When I was almost there, I walked by another phone booth, saw its white pages fluttering in the wind and remembered Dolmacher. Formerly of Basco and presently of Biotronics, a subsidiary of Basco, he was now my prime suspect. “I'm in the book - look me up,” he'd said. So I did. I knew for damn sure he wasn't about to tell me anything, but if I hit him with a frontal assault, and he was his emotionally retarded self, I'd know he was totally ignorant. If he went into adrenaline overdrive and called me a terrorist, I'd know Basco was involved. So I dropped a dime on Dolmacher and let the phone ring twelve times.
“Hello?”
“Dolmacher, this is ST.”
“Hi!” He sounded terribly cheerful, and a cheerful Dolmacher was almost unbearable. It meant that his work was going wonderfully. “I just got in the door from work, S.T.”
“Dolmacher, just tell me one thing. Why is the floor of the Harbor, right off Castle Island Park, a lake of solid PCBs this evening?”
He laughed. “You're taking too many of those hallucinogenic alkaloids, Sangamon. Better get a real job.”
I hung up - he didn't know shit - then I bought a bleacher ticket and ran around to the dark side of Fenway Park.
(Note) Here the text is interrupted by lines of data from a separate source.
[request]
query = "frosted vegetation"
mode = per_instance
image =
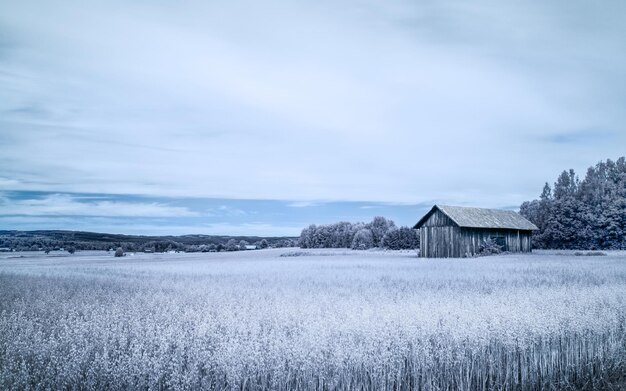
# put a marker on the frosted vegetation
(331, 320)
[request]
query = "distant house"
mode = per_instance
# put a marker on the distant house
(455, 231)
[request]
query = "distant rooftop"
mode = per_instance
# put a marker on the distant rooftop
(481, 218)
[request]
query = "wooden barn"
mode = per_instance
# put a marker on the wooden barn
(456, 231)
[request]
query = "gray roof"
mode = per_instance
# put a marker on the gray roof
(481, 218)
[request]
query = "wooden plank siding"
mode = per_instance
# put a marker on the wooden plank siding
(455, 242)
(440, 237)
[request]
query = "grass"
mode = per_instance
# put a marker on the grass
(355, 320)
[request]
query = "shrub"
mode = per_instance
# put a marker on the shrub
(488, 247)
(363, 240)
(403, 238)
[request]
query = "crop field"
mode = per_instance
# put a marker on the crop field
(291, 319)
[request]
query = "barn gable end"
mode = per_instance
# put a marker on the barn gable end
(453, 231)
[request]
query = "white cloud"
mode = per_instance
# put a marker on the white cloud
(372, 101)
(67, 205)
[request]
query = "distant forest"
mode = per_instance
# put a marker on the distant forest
(380, 232)
(587, 214)
(77, 240)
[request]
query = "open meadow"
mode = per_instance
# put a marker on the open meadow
(291, 319)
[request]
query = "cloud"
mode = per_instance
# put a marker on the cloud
(301, 101)
(302, 204)
(584, 136)
(68, 205)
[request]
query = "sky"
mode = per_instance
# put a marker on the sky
(260, 118)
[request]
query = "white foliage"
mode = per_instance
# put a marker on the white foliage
(255, 320)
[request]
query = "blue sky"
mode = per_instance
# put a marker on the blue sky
(247, 117)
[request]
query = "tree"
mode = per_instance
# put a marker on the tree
(379, 227)
(363, 240)
(587, 214)
(403, 238)
(231, 245)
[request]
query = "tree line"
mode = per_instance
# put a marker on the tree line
(24, 241)
(582, 214)
(380, 232)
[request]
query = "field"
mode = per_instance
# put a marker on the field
(310, 319)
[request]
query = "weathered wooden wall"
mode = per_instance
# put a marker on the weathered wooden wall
(441, 238)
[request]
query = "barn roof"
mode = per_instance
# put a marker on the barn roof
(481, 218)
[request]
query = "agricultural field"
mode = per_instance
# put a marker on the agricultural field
(291, 319)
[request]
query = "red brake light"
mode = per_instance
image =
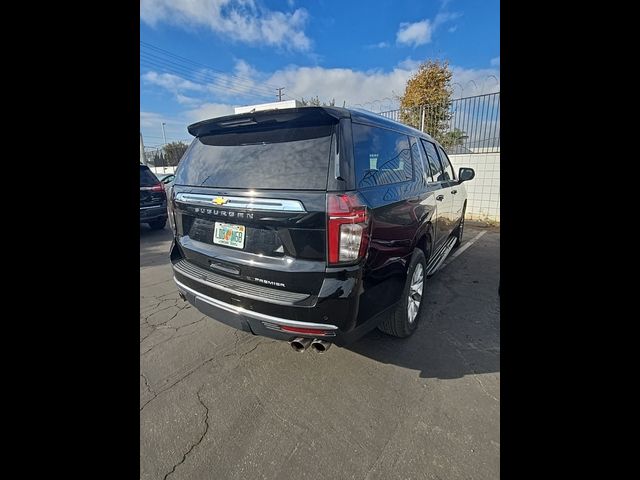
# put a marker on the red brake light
(347, 228)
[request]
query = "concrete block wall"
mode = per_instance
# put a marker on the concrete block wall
(483, 192)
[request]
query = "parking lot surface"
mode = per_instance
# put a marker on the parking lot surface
(216, 403)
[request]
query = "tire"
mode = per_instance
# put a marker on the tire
(158, 224)
(399, 323)
(460, 228)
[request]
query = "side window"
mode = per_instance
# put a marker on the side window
(446, 163)
(434, 164)
(381, 156)
(419, 161)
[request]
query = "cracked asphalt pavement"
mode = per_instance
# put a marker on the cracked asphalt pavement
(217, 403)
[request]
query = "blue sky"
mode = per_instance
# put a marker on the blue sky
(200, 58)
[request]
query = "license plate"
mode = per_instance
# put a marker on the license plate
(229, 234)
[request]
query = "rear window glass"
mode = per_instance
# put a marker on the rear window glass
(147, 178)
(382, 156)
(282, 158)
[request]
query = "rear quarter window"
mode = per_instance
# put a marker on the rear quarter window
(147, 178)
(382, 156)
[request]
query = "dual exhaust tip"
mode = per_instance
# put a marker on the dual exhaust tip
(301, 344)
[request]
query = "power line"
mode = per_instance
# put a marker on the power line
(186, 60)
(214, 78)
(200, 77)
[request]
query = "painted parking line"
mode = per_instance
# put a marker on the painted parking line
(463, 248)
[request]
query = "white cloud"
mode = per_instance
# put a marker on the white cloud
(237, 20)
(150, 119)
(378, 45)
(375, 90)
(418, 33)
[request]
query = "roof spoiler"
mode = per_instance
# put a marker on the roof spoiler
(286, 117)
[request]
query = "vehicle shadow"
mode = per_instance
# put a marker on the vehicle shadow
(457, 338)
(154, 245)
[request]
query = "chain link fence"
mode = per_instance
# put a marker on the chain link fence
(463, 125)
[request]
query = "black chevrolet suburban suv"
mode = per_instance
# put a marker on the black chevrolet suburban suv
(153, 199)
(313, 225)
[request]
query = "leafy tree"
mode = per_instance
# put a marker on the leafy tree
(430, 88)
(173, 153)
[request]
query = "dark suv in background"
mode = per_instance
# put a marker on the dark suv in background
(313, 225)
(153, 199)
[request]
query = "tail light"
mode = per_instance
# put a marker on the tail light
(171, 212)
(347, 228)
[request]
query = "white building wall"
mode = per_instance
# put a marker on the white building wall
(483, 192)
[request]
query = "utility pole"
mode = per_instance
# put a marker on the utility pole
(163, 134)
(143, 159)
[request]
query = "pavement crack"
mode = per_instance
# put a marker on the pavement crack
(181, 379)
(206, 429)
(146, 383)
A toxic crime had been committed. I had witnesses and an address. The witnesses were bleacher creatures, and the address was underwater. First I had to see those witnesses, and it was easy to track them down. Like dolphins, Townies communicate with high-pitched sonar; “Heyyy, Maaahk! I'll meet ya at the Aaahk afta da geem!”
“Mr. Gallagher,” I said.
“Heyyy, S.T.! Heyyy, guys, look who's here! It's the invironmintle!”
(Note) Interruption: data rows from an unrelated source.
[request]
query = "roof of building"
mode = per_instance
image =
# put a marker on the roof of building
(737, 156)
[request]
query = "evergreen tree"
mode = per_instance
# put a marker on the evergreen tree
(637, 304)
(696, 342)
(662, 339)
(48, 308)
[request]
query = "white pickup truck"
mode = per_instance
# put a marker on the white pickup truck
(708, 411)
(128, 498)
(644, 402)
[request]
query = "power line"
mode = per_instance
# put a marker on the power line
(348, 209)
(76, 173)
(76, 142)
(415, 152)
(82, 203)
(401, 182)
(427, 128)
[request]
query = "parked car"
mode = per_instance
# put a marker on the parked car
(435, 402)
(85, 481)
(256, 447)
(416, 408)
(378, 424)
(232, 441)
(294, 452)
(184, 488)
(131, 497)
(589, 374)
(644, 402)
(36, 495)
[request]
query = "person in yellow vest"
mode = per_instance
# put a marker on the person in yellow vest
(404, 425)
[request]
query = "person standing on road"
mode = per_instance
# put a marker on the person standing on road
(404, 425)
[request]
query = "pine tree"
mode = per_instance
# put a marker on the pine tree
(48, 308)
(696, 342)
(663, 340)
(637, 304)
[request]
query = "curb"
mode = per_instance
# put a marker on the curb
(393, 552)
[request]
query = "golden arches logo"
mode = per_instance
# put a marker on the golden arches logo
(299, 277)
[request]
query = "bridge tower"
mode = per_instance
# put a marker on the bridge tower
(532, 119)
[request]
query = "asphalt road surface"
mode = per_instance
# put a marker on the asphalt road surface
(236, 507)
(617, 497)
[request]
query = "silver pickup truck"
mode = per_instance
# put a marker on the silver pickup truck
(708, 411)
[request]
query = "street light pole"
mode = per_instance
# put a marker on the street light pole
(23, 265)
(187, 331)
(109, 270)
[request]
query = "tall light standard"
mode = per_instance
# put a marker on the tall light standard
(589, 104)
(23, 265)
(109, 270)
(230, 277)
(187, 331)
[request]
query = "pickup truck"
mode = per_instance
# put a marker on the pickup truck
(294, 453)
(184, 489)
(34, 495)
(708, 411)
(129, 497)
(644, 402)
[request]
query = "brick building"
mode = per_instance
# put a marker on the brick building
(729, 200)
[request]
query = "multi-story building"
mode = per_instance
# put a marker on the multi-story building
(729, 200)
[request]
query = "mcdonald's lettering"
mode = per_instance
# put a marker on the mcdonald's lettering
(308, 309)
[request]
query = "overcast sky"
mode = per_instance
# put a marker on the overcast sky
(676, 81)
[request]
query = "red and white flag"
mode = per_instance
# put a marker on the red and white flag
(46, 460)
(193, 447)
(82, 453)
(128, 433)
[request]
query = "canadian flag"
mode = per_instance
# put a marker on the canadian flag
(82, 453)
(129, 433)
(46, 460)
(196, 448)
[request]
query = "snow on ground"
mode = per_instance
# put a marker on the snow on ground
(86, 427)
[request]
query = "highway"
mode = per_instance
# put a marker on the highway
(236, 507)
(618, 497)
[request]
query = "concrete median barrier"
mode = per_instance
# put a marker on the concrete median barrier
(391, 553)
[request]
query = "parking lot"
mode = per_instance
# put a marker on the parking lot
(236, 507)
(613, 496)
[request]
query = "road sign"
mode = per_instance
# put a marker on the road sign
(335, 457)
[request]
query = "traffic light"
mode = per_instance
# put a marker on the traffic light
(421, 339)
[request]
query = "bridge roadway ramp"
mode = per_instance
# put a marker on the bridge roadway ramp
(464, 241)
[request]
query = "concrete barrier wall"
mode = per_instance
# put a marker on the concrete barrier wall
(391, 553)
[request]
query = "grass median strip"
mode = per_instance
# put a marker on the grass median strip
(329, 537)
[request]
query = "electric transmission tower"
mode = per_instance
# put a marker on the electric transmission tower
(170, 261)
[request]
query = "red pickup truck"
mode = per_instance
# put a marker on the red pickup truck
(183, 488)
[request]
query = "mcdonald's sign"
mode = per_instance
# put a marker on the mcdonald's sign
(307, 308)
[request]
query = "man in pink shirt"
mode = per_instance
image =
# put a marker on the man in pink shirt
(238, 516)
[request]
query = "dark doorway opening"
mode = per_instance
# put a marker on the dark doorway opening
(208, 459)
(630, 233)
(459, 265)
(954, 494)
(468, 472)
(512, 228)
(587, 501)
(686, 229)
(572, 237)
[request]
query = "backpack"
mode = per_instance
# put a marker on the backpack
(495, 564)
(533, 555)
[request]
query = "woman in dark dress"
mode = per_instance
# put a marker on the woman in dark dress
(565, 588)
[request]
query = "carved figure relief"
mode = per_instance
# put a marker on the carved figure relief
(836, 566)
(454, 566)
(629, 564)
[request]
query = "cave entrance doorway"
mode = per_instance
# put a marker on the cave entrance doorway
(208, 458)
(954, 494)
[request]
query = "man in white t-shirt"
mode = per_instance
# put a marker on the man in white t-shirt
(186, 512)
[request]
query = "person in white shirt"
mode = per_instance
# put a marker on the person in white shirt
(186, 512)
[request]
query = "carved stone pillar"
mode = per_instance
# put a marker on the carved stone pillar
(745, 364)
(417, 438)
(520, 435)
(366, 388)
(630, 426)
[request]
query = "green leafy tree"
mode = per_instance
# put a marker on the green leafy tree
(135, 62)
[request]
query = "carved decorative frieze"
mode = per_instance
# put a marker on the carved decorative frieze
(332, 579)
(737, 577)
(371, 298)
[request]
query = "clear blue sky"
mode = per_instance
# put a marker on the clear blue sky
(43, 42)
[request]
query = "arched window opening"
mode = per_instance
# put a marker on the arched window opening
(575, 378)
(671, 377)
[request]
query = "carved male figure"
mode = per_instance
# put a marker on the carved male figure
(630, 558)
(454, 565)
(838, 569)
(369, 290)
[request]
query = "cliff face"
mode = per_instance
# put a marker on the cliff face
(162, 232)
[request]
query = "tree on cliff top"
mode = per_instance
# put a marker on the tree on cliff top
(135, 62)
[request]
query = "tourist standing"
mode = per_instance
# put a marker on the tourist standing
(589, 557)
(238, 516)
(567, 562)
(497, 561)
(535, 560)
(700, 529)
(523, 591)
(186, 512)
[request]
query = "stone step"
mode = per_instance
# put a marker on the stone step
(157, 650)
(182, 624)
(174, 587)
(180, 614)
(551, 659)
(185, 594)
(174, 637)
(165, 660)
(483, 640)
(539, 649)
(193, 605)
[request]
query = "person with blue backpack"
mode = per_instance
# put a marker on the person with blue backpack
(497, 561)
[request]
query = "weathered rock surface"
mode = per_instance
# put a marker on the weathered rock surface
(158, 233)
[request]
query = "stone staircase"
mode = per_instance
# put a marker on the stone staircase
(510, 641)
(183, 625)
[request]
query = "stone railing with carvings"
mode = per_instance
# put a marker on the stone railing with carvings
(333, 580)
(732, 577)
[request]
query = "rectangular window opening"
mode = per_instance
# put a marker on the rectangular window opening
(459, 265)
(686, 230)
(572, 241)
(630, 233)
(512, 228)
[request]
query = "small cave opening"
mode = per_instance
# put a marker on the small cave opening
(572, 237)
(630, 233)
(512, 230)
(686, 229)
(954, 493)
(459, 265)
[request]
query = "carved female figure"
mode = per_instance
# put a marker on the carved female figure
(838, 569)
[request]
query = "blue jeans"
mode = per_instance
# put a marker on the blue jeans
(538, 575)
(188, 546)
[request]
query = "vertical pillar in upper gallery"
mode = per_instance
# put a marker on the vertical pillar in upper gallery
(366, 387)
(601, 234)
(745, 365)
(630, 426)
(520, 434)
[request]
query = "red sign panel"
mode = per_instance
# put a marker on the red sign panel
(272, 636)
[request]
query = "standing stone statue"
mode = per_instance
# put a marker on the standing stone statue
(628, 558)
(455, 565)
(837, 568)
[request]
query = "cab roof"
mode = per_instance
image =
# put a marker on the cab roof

“Heyyy, S.T, how ya doin?”
“Barrett grounded out, Horn flew out, now it's 0 and 2 on Dewey. He's swinging for the bleachers, that stupid bastard.”
“Look. Those oily-smelling lobsters. You haven't been eating any, have you?”
“Shit no. Tried it once but they taste awful. When you gonna do something about that, S.T? That whole area there, it's for shit now.”
S.T., when are you going to stop pollution? “Which area?”
Gallagher looked around at his buddies and they all threw out rough descriptions: “Right out there, you know.” “South of the airport.” “North of Spectacle Island.” “Right off Southie.”
“Since when?”
“Month or two.”
“Look, Rory. I gotta tell you something. I know sometimes you guys give me shit, you think I'm kind of flaky, but I'm telling you that shit is dangerous. I'm not talking about maybe getting cancer in twenty years, I'm talking about croaking next week. Don't eat those lobsters. I want you to go find all the other lobstermen and tell them not to use that area.”
Gallagher took me seriously until I got to the last part, then his face turned even redder and he laughed. “Hell, ST., no one uses it anyway. They all found the same thing we did. But shit, it's a big area, I got no business telling people not to use it.”
Fenway Park turned on its lights. I knew Gallagher was right. He couldn't personally embargo half the harbor. Maybe I could get through to the state authorities. But the last time I'd done that, I had to dress up in a Santa Claus suit. What was the drill this time, Bozo the Clown?